To be honest they're not my dogs, I'm just looking after them. But its really gross and frustrating that the older fixed dog is obsessed with licking the younger dog in heats genitals. For the most part, I keep panties on her, but when I let them out, the older dog is obsessed and won't stop licking her, and can't even use the bathroom. I've tried disciplining her, but she's just obsessed.
What do I do, and why does she do this?


----------



## elrohwen (Nov 10, 2011)

It's normal. Most dogs in the household will become interested in a female in heat, regardless of gender or whether they are neutered.

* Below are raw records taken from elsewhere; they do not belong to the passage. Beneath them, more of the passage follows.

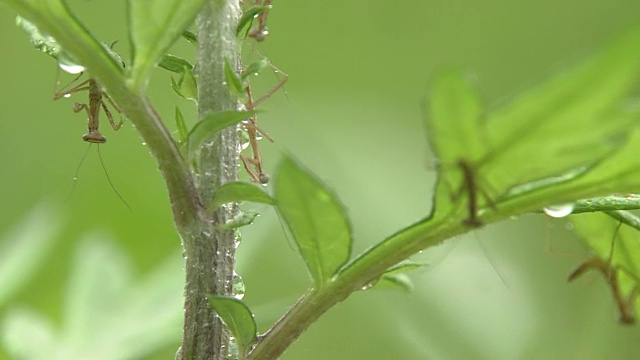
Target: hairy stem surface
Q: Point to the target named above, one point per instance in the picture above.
(209, 252)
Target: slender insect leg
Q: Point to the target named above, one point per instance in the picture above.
(110, 117)
(93, 135)
(76, 89)
(273, 90)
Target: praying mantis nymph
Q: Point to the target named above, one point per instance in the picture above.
(96, 102)
(253, 165)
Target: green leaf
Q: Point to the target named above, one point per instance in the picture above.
(455, 132)
(154, 26)
(212, 124)
(186, 87)
(234, 83)
(244, 218)
(397, 281)
(174, 64)
(42, 42)
(253, 69)
(103, 309)
(316, 219)
(24, 248)
(244, 25)
(571, 137)
(240, 191)
(238, 318)
(396, 277)
(182, 127)
(190, 37)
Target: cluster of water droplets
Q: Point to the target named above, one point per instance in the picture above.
(559, 211)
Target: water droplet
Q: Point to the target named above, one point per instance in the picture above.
(71, 68)
(238, 287)
(559, 211)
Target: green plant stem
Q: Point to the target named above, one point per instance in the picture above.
(54, 18)
(210, 252)
(365, 269)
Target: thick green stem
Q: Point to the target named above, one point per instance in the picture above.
(210, 252)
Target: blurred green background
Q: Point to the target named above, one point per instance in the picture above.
(351, 112)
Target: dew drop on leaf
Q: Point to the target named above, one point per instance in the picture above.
(558, 211)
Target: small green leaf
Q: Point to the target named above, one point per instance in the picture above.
(186, 87)
(244, 218)
(244, 25)
(316, 219)
(174, 64)
(154, 26)
(233, 81)
(404, 267)
(253, 69)
(240, 191)
(183, 133)
(454, 132)
(396, 276)
(238, 318)
(213, 123)
(190, 37)
(398, 281)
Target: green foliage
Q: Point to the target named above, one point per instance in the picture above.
(23, 249)
(154, 27)
(186, 86)
(567, 139)
(244, 25)
(582, 136)
(105, 311)
(213, 123)
(238, 318)
(316, 219)
(396, 276)
(174, 63)
(183, 133)
(240, 191)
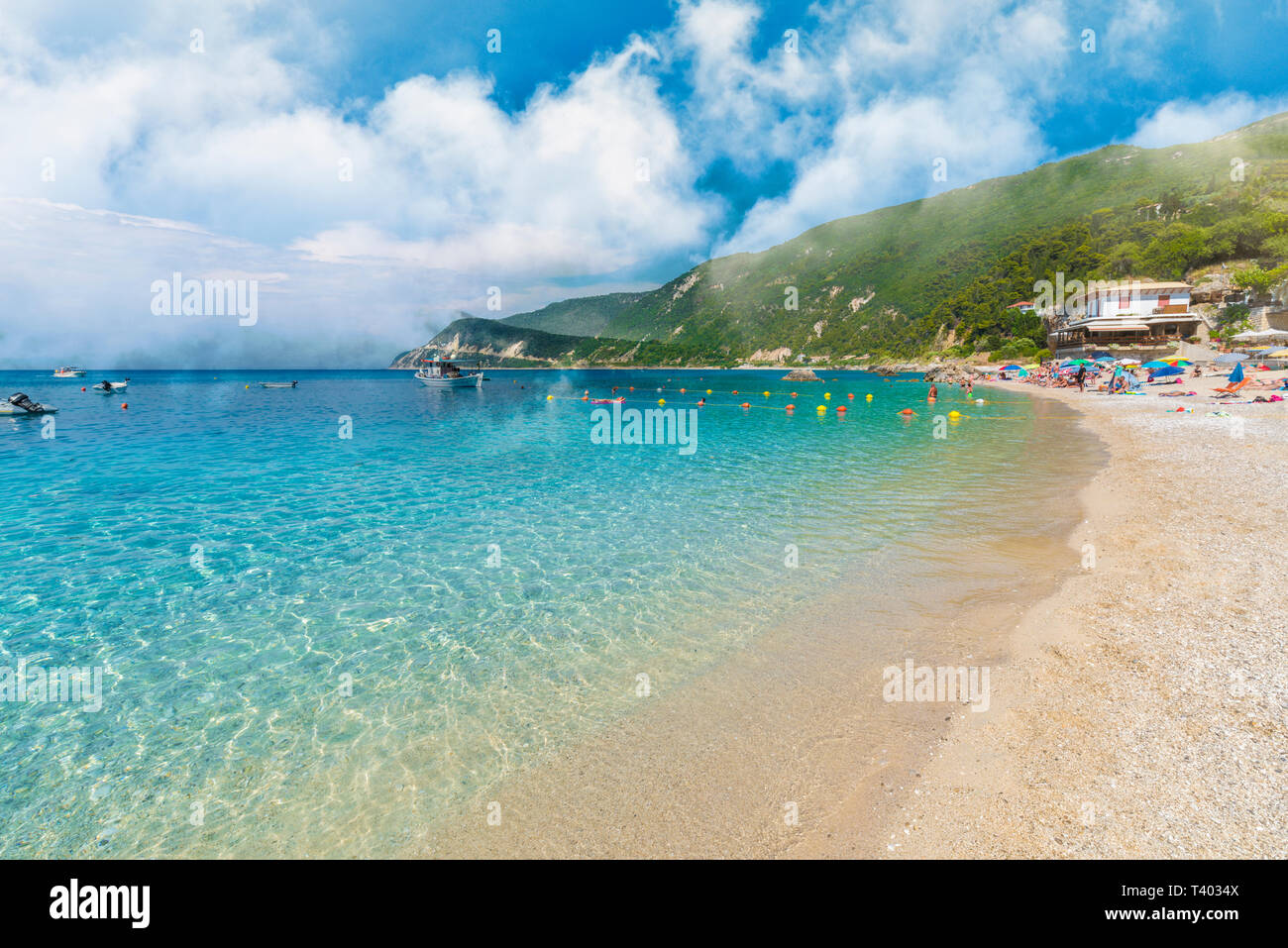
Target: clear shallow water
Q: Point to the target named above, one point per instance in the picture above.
(488, 581)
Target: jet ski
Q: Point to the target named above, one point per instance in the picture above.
(20, 404)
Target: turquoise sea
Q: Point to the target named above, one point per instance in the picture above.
(314, 644)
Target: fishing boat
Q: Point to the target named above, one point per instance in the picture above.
(20, 406)
(443, 373)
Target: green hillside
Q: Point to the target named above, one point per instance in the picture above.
(898, 279)
(498, 344)
(939, 273)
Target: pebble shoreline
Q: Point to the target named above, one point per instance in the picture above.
(1144, 712)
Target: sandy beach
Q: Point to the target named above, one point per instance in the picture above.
(1144, 710)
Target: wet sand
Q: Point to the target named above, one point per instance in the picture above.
(789, 749)
(1145, 711)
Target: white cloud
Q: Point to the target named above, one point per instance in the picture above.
(125, 156)
(1181, 120)
(919, 81)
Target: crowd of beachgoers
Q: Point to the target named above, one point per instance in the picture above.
(1231, 378)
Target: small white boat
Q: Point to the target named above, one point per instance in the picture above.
(442, 373)
(20, 406)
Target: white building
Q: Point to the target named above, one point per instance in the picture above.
(1128, 312)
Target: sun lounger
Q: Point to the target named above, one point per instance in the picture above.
(1231, 389)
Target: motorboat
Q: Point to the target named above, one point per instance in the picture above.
(443, 373)
(18, 406)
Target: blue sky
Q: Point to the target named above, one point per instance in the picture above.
(604, 147)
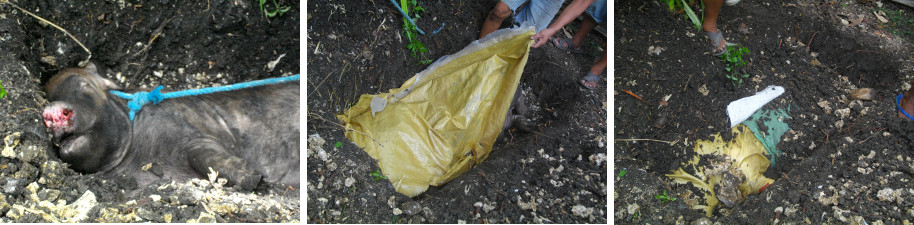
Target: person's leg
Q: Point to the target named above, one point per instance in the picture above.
(494, 19)
(712, 9)
(587, 25)
(599, 65)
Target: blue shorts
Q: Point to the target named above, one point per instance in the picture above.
(597, 10)
(538, 12)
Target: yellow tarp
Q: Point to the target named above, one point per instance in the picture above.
(445, 119)
(744, 154)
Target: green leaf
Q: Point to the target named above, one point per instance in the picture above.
(692, 16)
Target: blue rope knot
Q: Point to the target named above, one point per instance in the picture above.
(142, 98)
(138, 99)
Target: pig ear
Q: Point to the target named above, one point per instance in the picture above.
(93, 70)
(111, 85)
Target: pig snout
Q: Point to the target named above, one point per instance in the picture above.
(59, 118)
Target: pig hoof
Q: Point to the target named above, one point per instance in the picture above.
(249, 182)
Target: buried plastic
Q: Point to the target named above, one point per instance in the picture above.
(742, 157)
(773, 121)
(742, 109)
(445, 119)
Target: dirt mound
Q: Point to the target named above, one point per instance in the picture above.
(555, 174)
(845, 160)
(178, 45)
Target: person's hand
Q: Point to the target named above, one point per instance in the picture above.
(539, 39)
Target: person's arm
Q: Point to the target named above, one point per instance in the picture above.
(572, 11)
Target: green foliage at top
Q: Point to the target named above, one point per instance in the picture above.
(733, 60)
(900, 23)
(416, 48)
(277, 11)
(683, 6)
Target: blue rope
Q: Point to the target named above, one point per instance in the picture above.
(898, 106)
(138, 99)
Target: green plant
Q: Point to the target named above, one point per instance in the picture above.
(2, 91)
(683, 5)
(416, 48)
(377, 175)
(899, 23)
(733, 60)
(664, 198)
(279, 10)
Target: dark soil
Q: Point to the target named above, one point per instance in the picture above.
(188, 44)
(845, 161)
(358, 47)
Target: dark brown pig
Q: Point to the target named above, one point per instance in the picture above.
(247, 136)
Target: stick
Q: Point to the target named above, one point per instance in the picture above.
(636, 96)
(345, 128)
(82, 63)
(810, 41)
(640, 139)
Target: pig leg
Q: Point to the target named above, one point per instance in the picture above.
(236, 170)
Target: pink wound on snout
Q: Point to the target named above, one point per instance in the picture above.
(57, 118)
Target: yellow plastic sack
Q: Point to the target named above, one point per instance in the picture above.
(743, 154)
(445, 119)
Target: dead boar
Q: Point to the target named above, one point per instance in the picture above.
(247, 136)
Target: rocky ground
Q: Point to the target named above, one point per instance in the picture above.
(845, 161)
(179, 45)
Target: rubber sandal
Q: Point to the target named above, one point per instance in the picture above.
(564, 43)
(590, 78)
(717, 40)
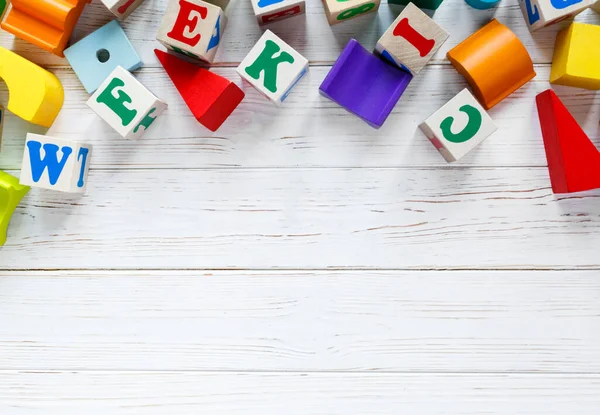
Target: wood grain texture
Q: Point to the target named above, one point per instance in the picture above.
(307, 131)
(308, 34)
(307, 218)
(354, 321)
(190, 393)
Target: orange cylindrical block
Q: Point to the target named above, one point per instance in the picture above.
(494, 62)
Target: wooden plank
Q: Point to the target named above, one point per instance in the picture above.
(478, 321)
(309, 219)
(308, 130)
(191, 393)
(310, 35)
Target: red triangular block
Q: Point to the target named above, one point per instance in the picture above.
(210, 97)
(573, 160)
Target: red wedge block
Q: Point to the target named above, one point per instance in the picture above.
(573, 160)
(210, 97)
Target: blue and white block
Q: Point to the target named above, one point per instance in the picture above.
(95, 56)
(542, 13)
(55, 164)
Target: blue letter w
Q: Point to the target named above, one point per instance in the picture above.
(50, 160)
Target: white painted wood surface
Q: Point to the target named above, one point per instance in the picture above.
(298, 261)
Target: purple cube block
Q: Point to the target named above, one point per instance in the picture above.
(364, 84)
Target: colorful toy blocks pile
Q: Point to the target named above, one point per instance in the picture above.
(367, 83)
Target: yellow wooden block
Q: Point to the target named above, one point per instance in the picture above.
(35, 94)
(576, 60)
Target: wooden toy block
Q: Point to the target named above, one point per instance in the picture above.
(11, 193)
(95, 56)
(55, 164)
(421, 4)
(482, 4)
(210, 97)
(35, 94)
(341, 10)
(193, 28)
(458, 127)
(364, 84)
(47, 24)
(494, 62)
(267, 11)
(122, 8)
(542, 13)
(273, 67)
(573, 160)
(576, 60)
(125, 104)
(412, 40)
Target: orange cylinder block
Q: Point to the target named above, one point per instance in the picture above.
(45, 23)
(494, 62)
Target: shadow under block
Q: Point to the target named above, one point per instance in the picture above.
(412, 40)
(573, 160)
(122, 8)
(193, 28)
(364, 84)
(338, 11)
(125, 104)
(267, 11)
(542, 13)
(95, 56)
(482, 4)
(494, 62)
(576, 60)
(47, 24)
(458, 127)
(11, 193)
(210, 97)
(55, 164)
(273, 67)
(35, 94)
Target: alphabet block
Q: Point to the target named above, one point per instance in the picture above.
(47, 24)
(122, 8)
(576, 60)
(95, 56)
(125, 104)
(273, 67)
(267, 11)
(421, 4)
(364, 84)
(36, 95)
(55, 164)
(494, 62)
(341, 10)
(210, 97)
(192, 27)
(11, 193)
(573, 160)
(458, 127)
(542, 13)
(412, 40)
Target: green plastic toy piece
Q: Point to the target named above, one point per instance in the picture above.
(11, 193)
(421, 4)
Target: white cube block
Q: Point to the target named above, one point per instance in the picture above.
(273, 67)
(192, 27)
(542, 13)
(459, 126)
(340, 11)
(267, 11)
(55, 164)
(412, 40)
(122, 8)
(125, 104)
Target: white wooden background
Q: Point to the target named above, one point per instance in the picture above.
(298, 261)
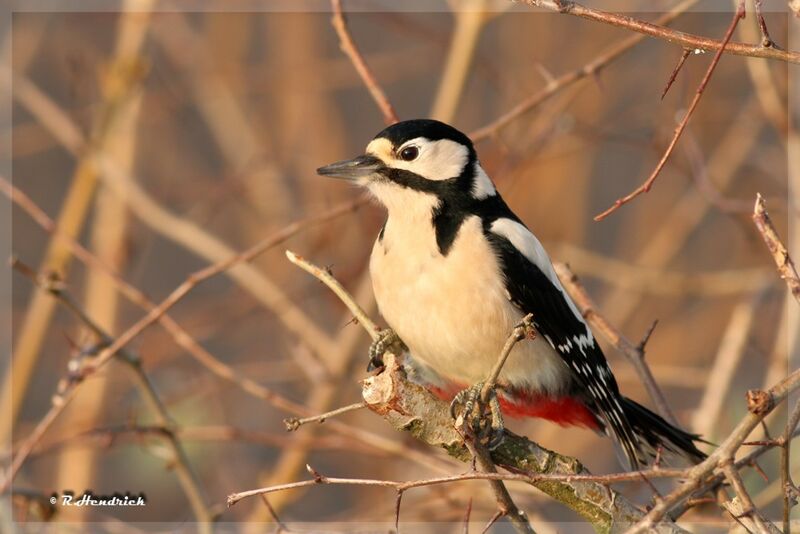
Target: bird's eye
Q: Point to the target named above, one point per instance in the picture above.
(409, 153)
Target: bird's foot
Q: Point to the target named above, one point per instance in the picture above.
(468, 403)
(387, 339)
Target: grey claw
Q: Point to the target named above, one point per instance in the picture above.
(470, 398)
(386, 338)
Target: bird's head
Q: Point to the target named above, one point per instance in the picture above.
(417, 156)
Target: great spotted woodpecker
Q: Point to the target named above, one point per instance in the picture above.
(454, 270)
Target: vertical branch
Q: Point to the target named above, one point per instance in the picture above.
(721, 375)
(470, 20)
(122, 77)
(351, 50)
(645, 187)
(780, 254)
(76, 466)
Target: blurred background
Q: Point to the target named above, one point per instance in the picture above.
(215, 123)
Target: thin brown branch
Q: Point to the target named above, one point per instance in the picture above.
(349, 47)
(293, 423)
(686, 40)
(786, 476)
(522, 331)
(749, 510)
(648, 184)
(766, 40)
(780, 254)
(634, 354)
(184, 340)
(326, 278)
(767, 400)
(592, 68)
(675, 71)
(410, 407)
(179, 461)
(506, 505)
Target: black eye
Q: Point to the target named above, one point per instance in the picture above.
(409, 153)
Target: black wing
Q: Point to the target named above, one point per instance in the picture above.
(532, 291)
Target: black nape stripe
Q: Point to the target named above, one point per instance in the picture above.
(456, 202)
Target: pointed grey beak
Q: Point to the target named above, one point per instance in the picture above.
(352, 169)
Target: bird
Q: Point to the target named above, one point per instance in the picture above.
(454, 271)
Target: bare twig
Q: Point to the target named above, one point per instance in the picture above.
(675, 71)
(351, 50)
(684, 39)
(522, 331)
(724, 453)
(760, 524)
(766, 40)
(786, 477)
(507, 507)
(293, 423)
(784, 262)
(634, 354)
(590, 69)
(410, 407)
(648, 184)
(179, 460)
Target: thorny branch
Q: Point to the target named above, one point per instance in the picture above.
(648, 184)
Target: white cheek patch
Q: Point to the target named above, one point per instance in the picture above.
(381, 148)
(437, 160)
(482, 186)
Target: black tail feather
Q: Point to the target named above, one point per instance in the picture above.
(654, 432)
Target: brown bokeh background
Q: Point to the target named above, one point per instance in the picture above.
(221, 118)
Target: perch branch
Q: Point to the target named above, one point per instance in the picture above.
(410, 407)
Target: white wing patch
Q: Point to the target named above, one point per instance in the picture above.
(529, 246)
(482, 187)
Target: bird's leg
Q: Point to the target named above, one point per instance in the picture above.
(387, 338)
(470, 405)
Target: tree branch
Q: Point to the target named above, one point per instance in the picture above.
(686, 40)
(778, 250)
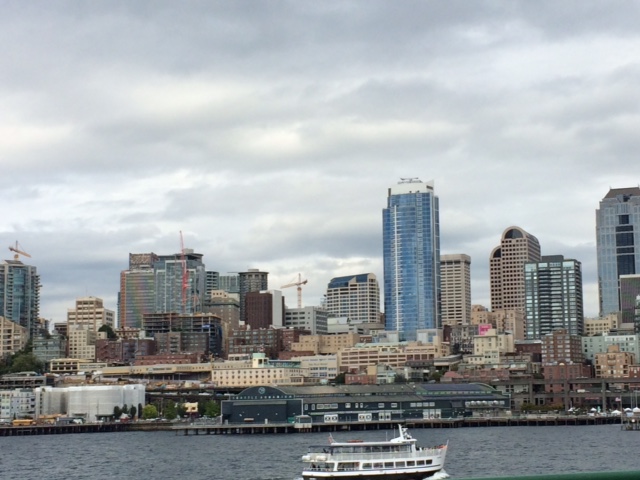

Does she stop obsessing if the panties are on?


----------



## PatriciafromCO (Oct 7, 2012)

female groups help teach the younger ones how to keep themselves clean and to keep their environment clean... My pack of girls helped little J when she arrived to us... Having a tight pack of girls tending to each other getting J was a shocker for what a dirty bitch she was bleeding all over herself and not doing anything. J was a kennel raised pup by herself. I thought it was very nurturing seeing my girls take care of J.. No more dirty J for going through her heat cycles she takes care of her self


----------



## MrsBoats (May 20, 2010)

While you're watching them, can you keep the two girls separated if the licking is that frustrating and gross to you? I would only let one dog outside at a time too.


----------



## sassafras (Jun 22, 2010)

Because it smells good to her and dogs are gross.


----------



## JohnnyBandit (Sep 19, 2008)

As long as they keep clean... I do not really care...


----------